Not all new schools are built on land formerly used for industry, however, and most sites are contamination-free. According to research commissioned by Palmer’s group, the new leased properties in the DOE’s capital plan contain at least five sites with potential problems out of 18 examined. Advocates fear that new sites received rushed approval with potentially insufficient cleanup plans – like what happened at the Soundview campus. The two smaller alternative high schools (Bronx Academy and Felisa Rincon de Gautier Institute of Law and Public Policy) built there in 2004 at the site of Loral, a former weapons manufacturing factory acquired by Lockheed Martin, are a strong example of what not to repeat, they say.
“The main issue is that the school is located on a portion of this contaminated site and the rest of the site hasn’t been cleaned up.
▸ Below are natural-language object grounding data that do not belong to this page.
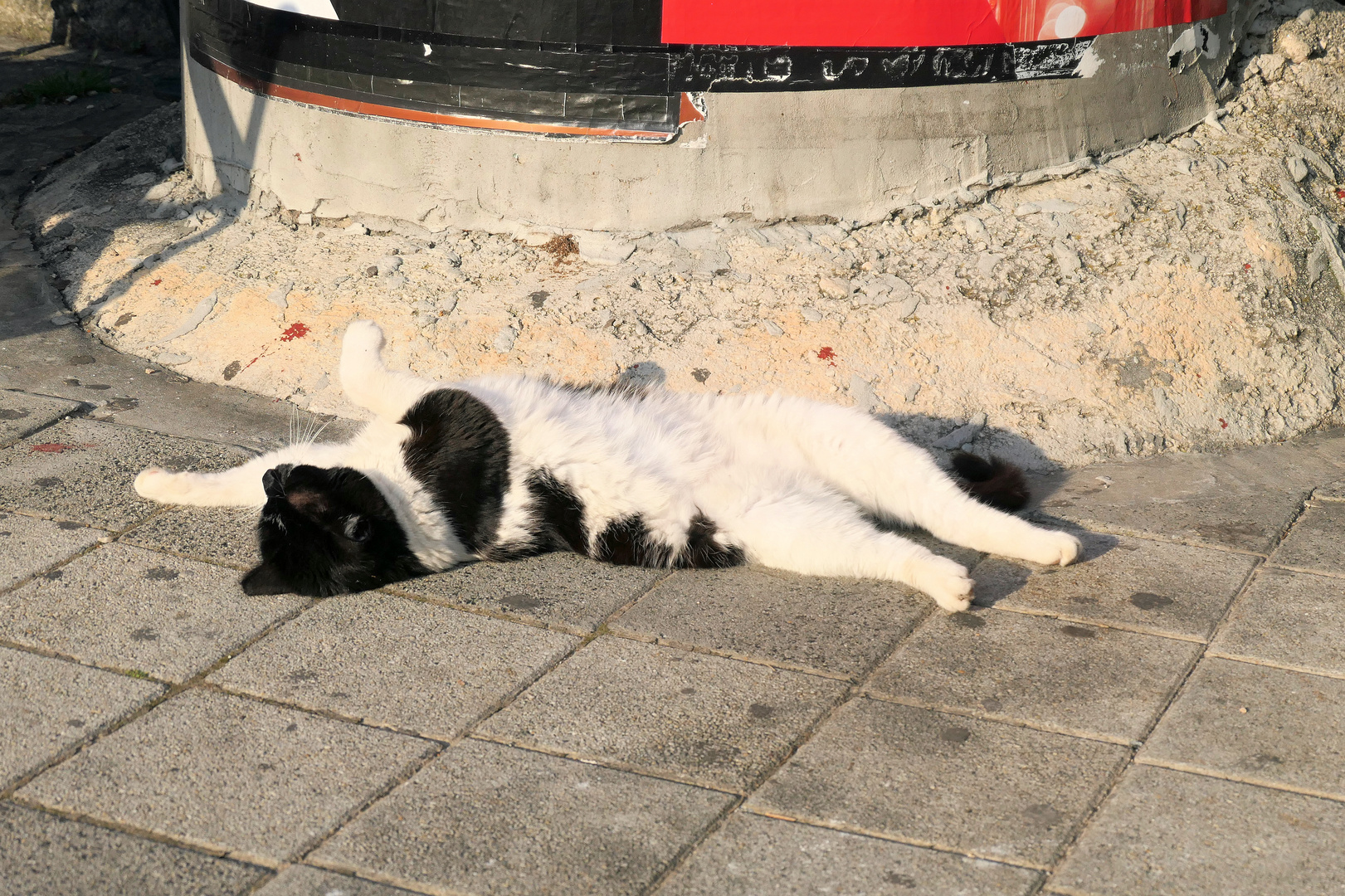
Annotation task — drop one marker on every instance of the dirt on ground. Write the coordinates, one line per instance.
(1184, 295)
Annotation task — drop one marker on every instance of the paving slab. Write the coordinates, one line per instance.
(1289, 619)
(49, 705)
(992, 790)
(485, 818)
(1317, 540)
(558, 590)
(305, 880)
(841, 626)
(23, 413)
(1258, 724)
(756, 856)
(396, 662)
(28, 545)
(139, 611)
(1087, 679)
(42, 855)
(1133, 582)
(229, 774)
(689, 716)
(82, 470)
(216, 534)
(1243, 499)
(1167, 833)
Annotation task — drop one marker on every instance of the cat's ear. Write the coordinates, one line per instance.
(266, 580)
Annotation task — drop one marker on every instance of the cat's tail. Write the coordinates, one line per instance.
(993, 482)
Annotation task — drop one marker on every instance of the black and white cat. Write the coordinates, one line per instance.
(504, 467)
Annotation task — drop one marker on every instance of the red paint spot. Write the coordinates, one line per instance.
(296, 331)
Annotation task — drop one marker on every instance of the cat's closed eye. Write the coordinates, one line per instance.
(357, 529)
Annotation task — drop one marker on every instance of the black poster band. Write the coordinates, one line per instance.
(548, 86)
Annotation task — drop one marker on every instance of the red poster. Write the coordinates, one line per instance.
(916, 23)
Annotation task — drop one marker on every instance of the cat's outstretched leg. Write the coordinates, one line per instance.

So there are dilapidated buildings and all sorts of things parked on the site,” said Veronica Eady, an NYLPI attorney, who is working with local residents to convince the city to implement a longer-term air monitoring plan at the Soundview campus.
Though the city has conducted cleanups at the site, environmental advocates say those plans have not eliminated the possibility of air contamination, because volatile chemicals can vaporize, migrate through the soil, and possibly enter buildings. According to a report released by the School Construction Authority this March, however, an air quality test showed that “indoor air quality at the Site is not an environmental concern,” and concentrations of evaporating compounds such as TCE have either decreased or remained steady over the past two years.
Guzman of WE-ACT said that finding toxins near schools is especially disconcerting. “If the proposed development was a parking lot, we wouldn’t be as concerned. Children have a considerably weaker immune system. They’re a lot more susceptible to chemicals. And the consistent exposure we’re worried about,” she said.
Given all the unknowns, many activists say listening to residents who know the neighborhood will only help the city choose safe sites and draft adequate cleanup plans.
“We’re not saying that a land needs to be pristine. We need to have a stake in how the land is cleaned up,” Guzman said.